Now, for the cycling equivalent of filling Michael Jordan's shoes. These are the American riders most likely to succeed in future Tours.
LEVI LEIPHEIMER, 31
He finished an impressive sixth in this year's Tour, the third top 10 of his career. With a little more help from his teammates in the mountains, the Gerolsteiner captain should crack the top three next year.
FLOYD LANDIS, 29
Kind of a quiet Tour for a guy who spoke of his high hopes in the weeks leading up to the race. Ninth place isn't bad, but the scrappy former teammate of Armstrong's can--and should--place higher in 2006.
DAVE ZABRISKIE, 26
The rider who spent three days in the yellow jersey before crashing out of the 2005 Tour is a bit of a mystery.

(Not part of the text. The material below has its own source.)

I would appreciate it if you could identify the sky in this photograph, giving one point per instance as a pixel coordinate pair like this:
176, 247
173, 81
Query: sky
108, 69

Already one of the top time trialers in the world, he needs to work on climbing--and staying on his bike.
TOM DANIELSON, 27
Called Armstrong's heir after winning the Tour de Georgia in April, the former mountain biker injured a knee and had an uneventful summer. A sensational climber, he's a year or two from contending in France.
DANNY PATE, 26
Keep an eye on the guy who beat Discovery's Yaroslav Popovych to win the 2001 World Espoirs (under-23) time trial. With some racing experience in Europe, he will definitely be a force in the Tour de France.
CRAIG LEWIS, 20
He has a scary power-to-weight ratio and trains with Discovery's George Hincapie. "I don't know whether he'll be a Tour rider or a one-day classics type," says his coach, Jonathan Vaughters, "but he's going to do big things."